Steve “Doc” Troxel, Ph.D., RPV State Central Committee Member:
“This is a great day for the 1st Amendment and the rights of citizens to elect their representatives, rather than having incumbents selecting themselves. This makes it far easier for the people to hold their representatives accountable.
I am pleased and grateful that the judge affirmed our constitutional right as citizens to have control of our entire election process.”
Dan Moxley, former candidate for the GOP nomination in Virginia Senate District 24 (and former plaintiff in a prior action to invalidate the Incumbent Protection Act):
“I could not be more delighted about the decision. From the beginning, this battle has been about two things: the first amendment right to keep the the democrats out of our electoral process, and the fourteenth amendment right to keep elected officials from exercising authority that only rightly belongs to the people.”
Cynthia Dunbar, Republican National Committewoman and candidate for the GOP nomination in the 6th Congressional District:
“I applaud the work of Chairman Sayre and the conservatives of the 6th District Committee for their tenacity in opposing unconstitutional overreach. The people of Virginia owe you a huge debt of gratitude in fighting on their behalf. I promise to continue fighting in this same vein so that the voice of the people is heard above that of the elected elite.”

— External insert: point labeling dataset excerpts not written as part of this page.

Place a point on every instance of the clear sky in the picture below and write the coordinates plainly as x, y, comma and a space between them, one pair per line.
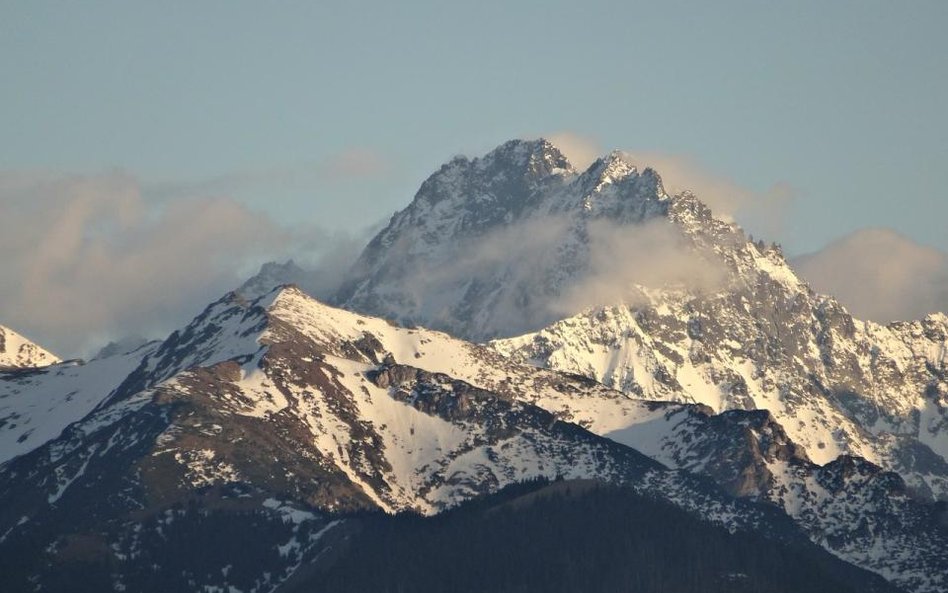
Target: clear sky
330, 114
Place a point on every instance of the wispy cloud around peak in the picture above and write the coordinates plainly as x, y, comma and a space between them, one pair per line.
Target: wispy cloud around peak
880, 275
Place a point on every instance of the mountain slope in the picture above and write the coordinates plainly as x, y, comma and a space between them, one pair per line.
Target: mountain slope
572, 536
261, 411
18, 352
652, 295
37, 404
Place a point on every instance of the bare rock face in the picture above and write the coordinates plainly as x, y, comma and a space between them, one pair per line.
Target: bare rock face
742, 398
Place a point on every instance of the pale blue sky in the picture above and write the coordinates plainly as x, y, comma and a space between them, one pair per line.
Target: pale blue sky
153, 154
843, 100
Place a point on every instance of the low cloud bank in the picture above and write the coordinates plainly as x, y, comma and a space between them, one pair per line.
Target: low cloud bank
880, 275
87, 259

Ben Cline, Member of the House of Delegates from the 24th District and candidate for the GOP nomination in the 6th Congressional District:
“I applaud the Court’s ruling that the ‘Incumbent Protection Act’ is an unconstitutional violation of the First Amendment. Any attempts to manipulate the political process by those seeking elected office undermines the citizens’ confidence in their system of government. All elections – be they nominating contests, conventions, or general elections – must be conducted in a manner that is fair and unbiased for any candidate. No candidate for public office should ever be allowed to bend or set the rules of their election to their benefit, and I trust this ruling will be the start of a new era of transparency and fairness for in elections Virginia.”
Nancy Smith, RPV State Central Committee Member:
” I believe that the district court ruling in the Sixth District of Virginia today supports one of the fundamental principles of our Republic: that we are best represented by legislators who are first and foremost citizens. The return of the decision making authority in our party nomination process to the people of a community ensures that the voice of the average citizen is heard. Thanks to the Sixth District leadership for pursuing legal remedy for all Virginians.”
Anne Fitzgerald, RPV State Central Committee Member:
“I am ecstatic that the Court has struck down this unconstitutional law that has been an anchor around the necks of the grassroots. Virginia finally joins the other states in the nation by removing the unfair protections politicians legislated for themselves in order to achieve election outcomes in their favor.”